Et là, de détestable, Karoo en devient presque touchant. En tout cas pour le lecteur. Parce que sa future ex-femme continue à le trouver ridicule et méprisable.
Sur la voie de la rédemption (croit-il), Karoo tente alors de sauver les meubles de sa vie, de recoller quelques morceaux, de remplir le vide intersidéral de son existence. Il se voit en artisan d’un happy end en guimauve technicolor, grâce auquel le vrai Saul Karoo serait enfin révélé au monde.
Critique féroce d’une certaine industrie cinématographique cheap et sentimentale made in US, mais aussi d’une société superficielle, égoïste et décadente, ce roman pourrait être désespérant. Mais l’humour – noir, cynique – est présent à toutes les pages. Entre Ulysse et Oedipe, le roman de Karoo est une tragédie moderne dramatiquement drôle, avec des moments de réelle tension, voire d’émotion.
Un grand roman américain, magistralement écrit et traduit.
Virtuose.
Saisissant.
Brillant.
De la littérature, quoi.
Présentation par l’éditeur:
Égoïste et cynique, Saul Karoo ment comme il respire et noie ses névroses familiales dans la vodka. Son métier, script doctor, consiste à dénaturer des chefs-d’œuvre pour les aligner sur les canons hollywoodiens. Quand sa carrière croise celle de Leila Millar, une jeune actrice médiocre, il décide contre toute attente de la prendre sous son aile. Car ils sont liés par un secret inavouable…
Quelques citations:
– « Je pouvais percevoir son anxiété et son angoisse, ainsi que les efforts qu’elle déployait pour les éloigner, aussi clairement que si son visage avait été une série de diapositives avec des légendes indiquant les émotions qu’elle ressentait. Je devais détourner le regard, ne plus la regarder dans les yeux; ce qui ne fit qu’augmenter son malaise.
Mais je devais absolument regarder ailleurs. Cette fenêtre grande ouverte qu’était son visage faisait de moi une espèce de voyeur de sa vie intérieure mise à nu. Personne ne devrait être aussi ouvert que ça, me dis-je. Personne. »
– « Nous étions officiellement séparés depuis plus de deux ans, mais nous continuions à nous voir régulièrement pour discuter des termes de notre divorce. (…) Nous allâmes même jusqu’à fêter les deux ans de notre séparation par consentement mutuel. De toute évidence, il était plus facile aux pays d’Europe de l’Est de renverser leurs gouvernements totalitaires qu’à moi de mettre un terme à mon mariage. »
– « Même l’homme qui a tout perdu garde encore des inhibitions. C’est ce qui part en dernier. »

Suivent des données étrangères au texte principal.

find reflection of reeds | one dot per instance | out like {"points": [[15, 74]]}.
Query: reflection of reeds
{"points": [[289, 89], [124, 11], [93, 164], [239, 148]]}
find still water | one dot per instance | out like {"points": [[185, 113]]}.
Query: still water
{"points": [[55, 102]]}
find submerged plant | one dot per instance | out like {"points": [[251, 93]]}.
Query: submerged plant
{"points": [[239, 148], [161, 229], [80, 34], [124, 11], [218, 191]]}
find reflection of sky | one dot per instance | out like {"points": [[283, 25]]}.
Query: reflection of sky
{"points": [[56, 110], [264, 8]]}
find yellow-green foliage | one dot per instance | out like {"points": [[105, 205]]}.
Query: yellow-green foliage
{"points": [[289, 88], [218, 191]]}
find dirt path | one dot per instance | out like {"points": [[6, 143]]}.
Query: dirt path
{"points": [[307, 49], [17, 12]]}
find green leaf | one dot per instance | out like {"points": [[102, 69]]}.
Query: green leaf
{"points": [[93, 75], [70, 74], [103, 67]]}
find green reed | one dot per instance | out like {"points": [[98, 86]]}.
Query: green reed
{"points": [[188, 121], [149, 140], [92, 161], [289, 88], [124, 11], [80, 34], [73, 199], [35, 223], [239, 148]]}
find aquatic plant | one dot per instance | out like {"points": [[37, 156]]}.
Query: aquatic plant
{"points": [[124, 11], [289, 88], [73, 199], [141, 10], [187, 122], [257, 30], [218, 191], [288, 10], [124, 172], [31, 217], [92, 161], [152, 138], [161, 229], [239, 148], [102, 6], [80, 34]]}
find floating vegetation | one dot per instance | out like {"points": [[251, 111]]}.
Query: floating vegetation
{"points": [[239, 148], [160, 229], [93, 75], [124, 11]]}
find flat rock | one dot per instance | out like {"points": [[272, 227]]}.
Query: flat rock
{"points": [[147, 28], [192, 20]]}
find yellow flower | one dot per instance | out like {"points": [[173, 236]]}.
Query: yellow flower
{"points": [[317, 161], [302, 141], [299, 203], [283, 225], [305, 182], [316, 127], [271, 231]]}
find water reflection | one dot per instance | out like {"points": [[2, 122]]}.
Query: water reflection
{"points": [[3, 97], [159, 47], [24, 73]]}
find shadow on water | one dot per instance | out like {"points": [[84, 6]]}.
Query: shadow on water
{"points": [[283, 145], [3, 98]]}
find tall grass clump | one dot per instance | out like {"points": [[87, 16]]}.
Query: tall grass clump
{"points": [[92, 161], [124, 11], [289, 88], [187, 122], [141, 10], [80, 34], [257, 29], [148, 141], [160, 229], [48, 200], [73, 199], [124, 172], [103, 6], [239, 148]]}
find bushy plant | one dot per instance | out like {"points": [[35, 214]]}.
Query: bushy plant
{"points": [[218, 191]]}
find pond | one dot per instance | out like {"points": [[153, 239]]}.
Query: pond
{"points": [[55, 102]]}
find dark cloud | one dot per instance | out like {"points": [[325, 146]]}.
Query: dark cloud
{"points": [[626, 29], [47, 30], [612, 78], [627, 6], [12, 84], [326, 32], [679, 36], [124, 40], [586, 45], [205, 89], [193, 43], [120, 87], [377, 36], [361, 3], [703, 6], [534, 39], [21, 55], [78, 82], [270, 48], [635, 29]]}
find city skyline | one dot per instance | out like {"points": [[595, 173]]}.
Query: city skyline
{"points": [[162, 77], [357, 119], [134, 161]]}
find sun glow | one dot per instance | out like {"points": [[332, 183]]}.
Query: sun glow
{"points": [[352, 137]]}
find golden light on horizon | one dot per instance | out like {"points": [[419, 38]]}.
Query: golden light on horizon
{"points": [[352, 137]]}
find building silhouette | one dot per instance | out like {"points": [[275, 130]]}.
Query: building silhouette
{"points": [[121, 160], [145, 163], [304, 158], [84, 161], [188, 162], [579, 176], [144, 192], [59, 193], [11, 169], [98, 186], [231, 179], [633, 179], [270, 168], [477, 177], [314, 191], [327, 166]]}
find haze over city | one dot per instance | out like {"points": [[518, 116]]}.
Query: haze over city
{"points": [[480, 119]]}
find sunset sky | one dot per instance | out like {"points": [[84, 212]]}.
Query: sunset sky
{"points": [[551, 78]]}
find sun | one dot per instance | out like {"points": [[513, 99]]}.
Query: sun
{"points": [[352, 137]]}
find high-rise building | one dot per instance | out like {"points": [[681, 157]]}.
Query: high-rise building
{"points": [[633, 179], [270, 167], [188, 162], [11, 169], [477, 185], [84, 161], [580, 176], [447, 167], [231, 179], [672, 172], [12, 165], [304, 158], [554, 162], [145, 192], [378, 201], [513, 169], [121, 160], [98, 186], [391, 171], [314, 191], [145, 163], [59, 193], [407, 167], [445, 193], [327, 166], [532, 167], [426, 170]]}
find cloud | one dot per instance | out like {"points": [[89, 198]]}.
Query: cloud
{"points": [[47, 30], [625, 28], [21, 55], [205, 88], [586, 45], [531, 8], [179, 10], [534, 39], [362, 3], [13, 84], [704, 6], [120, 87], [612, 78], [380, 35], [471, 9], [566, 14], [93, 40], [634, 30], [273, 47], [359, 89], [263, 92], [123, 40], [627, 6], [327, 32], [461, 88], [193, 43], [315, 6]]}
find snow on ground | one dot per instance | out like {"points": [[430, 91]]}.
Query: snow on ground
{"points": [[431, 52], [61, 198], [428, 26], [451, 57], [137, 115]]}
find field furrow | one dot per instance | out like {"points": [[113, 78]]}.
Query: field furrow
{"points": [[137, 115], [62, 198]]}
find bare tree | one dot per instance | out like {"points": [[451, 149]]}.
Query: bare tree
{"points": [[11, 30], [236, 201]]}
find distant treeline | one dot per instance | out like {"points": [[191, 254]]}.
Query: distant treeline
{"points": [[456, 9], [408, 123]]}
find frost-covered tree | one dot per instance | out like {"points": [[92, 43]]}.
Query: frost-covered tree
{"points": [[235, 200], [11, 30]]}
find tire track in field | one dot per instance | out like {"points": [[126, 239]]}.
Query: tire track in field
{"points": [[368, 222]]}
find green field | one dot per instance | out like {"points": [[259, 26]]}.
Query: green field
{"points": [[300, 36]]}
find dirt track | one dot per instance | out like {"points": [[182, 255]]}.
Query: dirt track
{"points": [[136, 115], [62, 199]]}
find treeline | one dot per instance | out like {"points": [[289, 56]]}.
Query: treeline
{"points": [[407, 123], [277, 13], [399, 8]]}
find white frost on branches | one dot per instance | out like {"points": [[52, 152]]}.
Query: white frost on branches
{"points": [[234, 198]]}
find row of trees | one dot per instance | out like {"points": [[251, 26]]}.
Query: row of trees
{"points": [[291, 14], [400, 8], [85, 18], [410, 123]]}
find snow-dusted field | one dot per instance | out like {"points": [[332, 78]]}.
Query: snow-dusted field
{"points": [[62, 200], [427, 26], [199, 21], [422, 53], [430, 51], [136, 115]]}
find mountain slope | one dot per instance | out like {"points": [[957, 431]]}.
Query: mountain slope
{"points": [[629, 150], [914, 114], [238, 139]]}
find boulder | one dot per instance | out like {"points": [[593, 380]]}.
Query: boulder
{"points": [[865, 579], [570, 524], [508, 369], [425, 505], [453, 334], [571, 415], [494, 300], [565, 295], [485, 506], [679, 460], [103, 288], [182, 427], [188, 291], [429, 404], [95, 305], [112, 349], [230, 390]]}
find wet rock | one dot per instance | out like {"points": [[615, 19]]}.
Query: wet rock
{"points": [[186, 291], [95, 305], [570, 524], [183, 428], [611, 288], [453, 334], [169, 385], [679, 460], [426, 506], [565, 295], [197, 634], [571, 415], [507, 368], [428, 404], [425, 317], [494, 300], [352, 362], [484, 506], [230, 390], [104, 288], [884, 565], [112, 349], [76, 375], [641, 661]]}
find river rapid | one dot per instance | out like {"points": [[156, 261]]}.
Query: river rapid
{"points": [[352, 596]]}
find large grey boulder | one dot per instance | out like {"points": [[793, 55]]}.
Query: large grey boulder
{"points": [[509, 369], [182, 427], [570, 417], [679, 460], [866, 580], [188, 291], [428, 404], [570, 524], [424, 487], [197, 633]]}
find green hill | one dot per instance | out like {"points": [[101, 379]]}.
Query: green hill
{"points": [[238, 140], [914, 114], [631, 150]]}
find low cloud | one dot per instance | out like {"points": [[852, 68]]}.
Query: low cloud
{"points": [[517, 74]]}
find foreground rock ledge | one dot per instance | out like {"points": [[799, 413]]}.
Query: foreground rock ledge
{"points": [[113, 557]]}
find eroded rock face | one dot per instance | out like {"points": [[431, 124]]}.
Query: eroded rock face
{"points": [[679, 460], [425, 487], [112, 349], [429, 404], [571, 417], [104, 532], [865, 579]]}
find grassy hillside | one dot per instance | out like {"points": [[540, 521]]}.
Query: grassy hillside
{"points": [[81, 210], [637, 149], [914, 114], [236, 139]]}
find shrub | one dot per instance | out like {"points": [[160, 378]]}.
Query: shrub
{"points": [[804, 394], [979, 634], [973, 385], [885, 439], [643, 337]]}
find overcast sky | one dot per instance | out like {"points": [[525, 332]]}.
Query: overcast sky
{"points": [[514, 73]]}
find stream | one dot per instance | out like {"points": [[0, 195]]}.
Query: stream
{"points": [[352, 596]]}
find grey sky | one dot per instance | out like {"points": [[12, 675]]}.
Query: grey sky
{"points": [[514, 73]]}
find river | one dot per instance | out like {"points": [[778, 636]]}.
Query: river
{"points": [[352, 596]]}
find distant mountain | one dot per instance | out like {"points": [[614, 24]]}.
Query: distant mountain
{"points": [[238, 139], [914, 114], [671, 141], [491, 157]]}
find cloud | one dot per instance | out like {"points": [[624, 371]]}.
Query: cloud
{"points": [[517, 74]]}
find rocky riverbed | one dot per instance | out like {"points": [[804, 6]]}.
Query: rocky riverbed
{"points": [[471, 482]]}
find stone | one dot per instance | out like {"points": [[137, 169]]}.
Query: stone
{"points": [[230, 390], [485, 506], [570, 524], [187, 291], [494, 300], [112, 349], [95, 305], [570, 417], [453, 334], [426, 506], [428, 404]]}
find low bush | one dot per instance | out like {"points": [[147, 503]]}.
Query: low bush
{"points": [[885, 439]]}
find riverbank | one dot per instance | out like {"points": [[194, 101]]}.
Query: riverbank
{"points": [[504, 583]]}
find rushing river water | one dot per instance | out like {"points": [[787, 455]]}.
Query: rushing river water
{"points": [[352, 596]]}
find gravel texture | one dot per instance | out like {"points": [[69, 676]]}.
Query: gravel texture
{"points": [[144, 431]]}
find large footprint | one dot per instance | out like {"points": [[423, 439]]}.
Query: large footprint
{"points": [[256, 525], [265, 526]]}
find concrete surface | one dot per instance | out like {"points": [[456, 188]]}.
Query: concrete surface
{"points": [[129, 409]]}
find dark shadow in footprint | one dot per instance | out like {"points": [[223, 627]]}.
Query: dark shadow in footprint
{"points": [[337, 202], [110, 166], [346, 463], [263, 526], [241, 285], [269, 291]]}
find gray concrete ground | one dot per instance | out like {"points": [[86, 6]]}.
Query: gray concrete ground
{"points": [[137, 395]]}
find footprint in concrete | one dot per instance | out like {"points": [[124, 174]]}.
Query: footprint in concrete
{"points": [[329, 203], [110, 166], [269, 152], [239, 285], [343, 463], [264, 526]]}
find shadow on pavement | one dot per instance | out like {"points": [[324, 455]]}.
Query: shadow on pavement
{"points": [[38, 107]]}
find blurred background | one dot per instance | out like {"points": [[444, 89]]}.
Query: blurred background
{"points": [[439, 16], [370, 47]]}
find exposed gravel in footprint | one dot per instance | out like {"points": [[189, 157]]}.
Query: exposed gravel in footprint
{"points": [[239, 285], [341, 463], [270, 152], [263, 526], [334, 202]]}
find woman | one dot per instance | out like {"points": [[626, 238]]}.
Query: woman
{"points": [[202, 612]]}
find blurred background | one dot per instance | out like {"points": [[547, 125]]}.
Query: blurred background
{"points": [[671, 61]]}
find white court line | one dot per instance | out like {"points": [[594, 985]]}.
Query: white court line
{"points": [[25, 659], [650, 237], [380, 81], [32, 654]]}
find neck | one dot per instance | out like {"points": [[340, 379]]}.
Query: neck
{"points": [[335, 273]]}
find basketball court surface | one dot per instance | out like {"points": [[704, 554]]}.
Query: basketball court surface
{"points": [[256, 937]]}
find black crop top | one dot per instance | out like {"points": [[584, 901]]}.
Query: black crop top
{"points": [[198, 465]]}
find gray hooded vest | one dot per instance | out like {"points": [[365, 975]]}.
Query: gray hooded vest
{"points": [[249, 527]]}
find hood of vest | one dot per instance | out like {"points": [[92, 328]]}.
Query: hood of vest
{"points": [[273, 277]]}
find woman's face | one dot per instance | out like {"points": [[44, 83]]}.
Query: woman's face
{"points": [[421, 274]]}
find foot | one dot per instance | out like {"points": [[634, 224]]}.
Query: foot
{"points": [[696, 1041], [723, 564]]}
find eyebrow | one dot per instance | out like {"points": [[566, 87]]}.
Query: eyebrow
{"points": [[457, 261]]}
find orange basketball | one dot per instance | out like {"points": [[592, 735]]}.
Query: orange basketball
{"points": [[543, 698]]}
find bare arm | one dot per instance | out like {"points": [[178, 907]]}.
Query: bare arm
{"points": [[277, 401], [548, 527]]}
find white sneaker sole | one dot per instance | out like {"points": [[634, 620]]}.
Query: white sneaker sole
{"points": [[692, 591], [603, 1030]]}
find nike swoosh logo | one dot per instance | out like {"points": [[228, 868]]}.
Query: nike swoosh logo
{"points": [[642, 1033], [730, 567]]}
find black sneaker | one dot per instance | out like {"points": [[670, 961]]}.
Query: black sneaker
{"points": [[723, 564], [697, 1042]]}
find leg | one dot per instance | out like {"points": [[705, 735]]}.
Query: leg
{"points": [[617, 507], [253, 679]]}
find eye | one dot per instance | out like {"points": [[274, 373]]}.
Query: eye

– « Etre à leurs côtés m’empêche de les observer et de les voir comme je suis en train de le faire. On ne peut pas vraiment regarder les gens quand on est avec eux. Ils disent des choses. Vous dites des choses. Votre présence altère leur comportement, tout comme le vôtre. Vous voyez très peu de choses des gens quand vous êtes avec eux« .
– « Il se demande pourquoi elle [sa mère] a reçu tant d’appels tôt ce matin et plus aucun maintenant.
C’est peut-être comme ça, se dit-il, avec les vieux. Ils s’appellent les uns les autres, par rotation, tôt le matin, pour s’assurer qu’ils sont toujours vivants. »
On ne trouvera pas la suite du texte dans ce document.